Someday soon, I hope to walk into the woods of my family’s East Tennessee homestead in the foothills of the Smokies, cut down a white oak, and later emerge with a basket made from it with only an axe, a knife and my hands.
A few summers ago, I wanted to scout out a tree suitable for basket making while the forest was at its peak.
I asked my dad to accompany me on a foray in the woods of the 100-acre farm where he grew up, and it proved to be challenging in a couple of ways.
Finding the tree required way more effort than I predicted, even though the back lot of the property is covered with lofty, huge white oaks that I thought would have many offspring. But the more formidable reckoning came with memories.
As a child I roamed these woods exploring around a big cave that contained the remains of ancient Native Americans, and sipping from a spring with the freshest, coolest water imaginable. I hunted squirrels while navigating the leafy open forest floor shaded by a dark green canopy of hardwoods. This was the way my father, Ray, remembered the area, as well.
However, after Grandpa died the land was parceled among relatives and culled for lumber. Thickets of brush, poison ivy and other opportunistic vegetation now dominate the understory of forest.
The sight of it all pricked at me much more than the thorns with which we tangled.
Yet, I stood amazed at the sight of my 77-year-old father, who was disabled by severe wounds received in the Korean War, scrambling through the thicket and over the jagged limestone outcrops. I struggled to keep up as he called out possible tree candidates, most of which proved to be young hickories that shot straight to the sky, instead of the hoped for white oaks.
When we emerged onto a field behind the woods, Dad stopped and looked beyond its lush green to the crest of the Smoky Mountains in the distance. “Plowing this field was the last thing I did before I left for the service,” he said.

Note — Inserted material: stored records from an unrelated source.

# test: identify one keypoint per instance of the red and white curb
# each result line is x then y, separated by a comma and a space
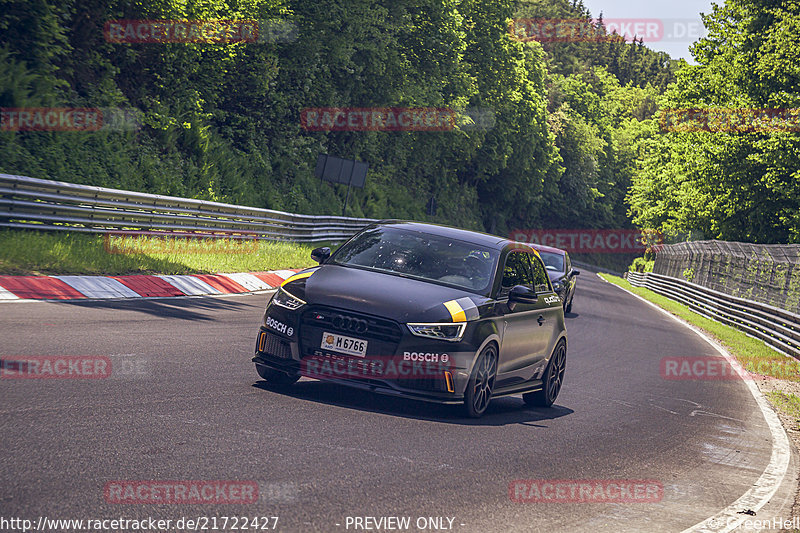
15, 288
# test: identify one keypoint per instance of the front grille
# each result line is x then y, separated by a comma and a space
349, 323
275, 346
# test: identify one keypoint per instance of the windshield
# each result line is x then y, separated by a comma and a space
419, 255
553, 262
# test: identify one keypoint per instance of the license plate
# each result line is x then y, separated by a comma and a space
340, 343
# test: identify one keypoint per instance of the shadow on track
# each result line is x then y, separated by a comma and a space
180, 307
502, 411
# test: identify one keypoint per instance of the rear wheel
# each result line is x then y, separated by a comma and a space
481, 382
276, 377
553, 379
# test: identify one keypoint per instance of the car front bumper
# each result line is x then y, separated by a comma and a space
396, 362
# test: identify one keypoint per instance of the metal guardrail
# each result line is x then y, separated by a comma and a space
41, 204
777, 327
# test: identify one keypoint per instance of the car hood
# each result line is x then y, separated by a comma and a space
385, 295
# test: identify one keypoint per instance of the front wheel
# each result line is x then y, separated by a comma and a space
553, 379
276, 377
481, 382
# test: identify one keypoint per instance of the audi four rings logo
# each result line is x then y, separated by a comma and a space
350, 324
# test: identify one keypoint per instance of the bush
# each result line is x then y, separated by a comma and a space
640, 264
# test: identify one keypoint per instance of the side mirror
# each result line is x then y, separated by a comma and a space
522, 294
320, 255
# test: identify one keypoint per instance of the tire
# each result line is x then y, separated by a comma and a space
481, 382
552, 380
276, 377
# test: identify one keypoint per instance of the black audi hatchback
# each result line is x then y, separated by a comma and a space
421, 311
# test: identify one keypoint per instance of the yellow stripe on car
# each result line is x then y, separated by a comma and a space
301, 275
456, 311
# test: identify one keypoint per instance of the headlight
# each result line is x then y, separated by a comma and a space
284, 299
443, 332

Then he was silent for a long while.
From this beautiful field, the path of his life took him to a horrific war, and eventually back home to a young bride, a career as a mechanic and craftsman, and later raising two sons who are more comfortable carrying a backpack than a briefcase. A life well lived with love and service for others.
As for the white oak that will be a basket: Spotted near the edge of a clearing after we had given up for the day and were bumping along in the pickup truck on our way back to the barn.
Above, prototype of the basket planned for the project. Made of reed and painted with red milkpaint.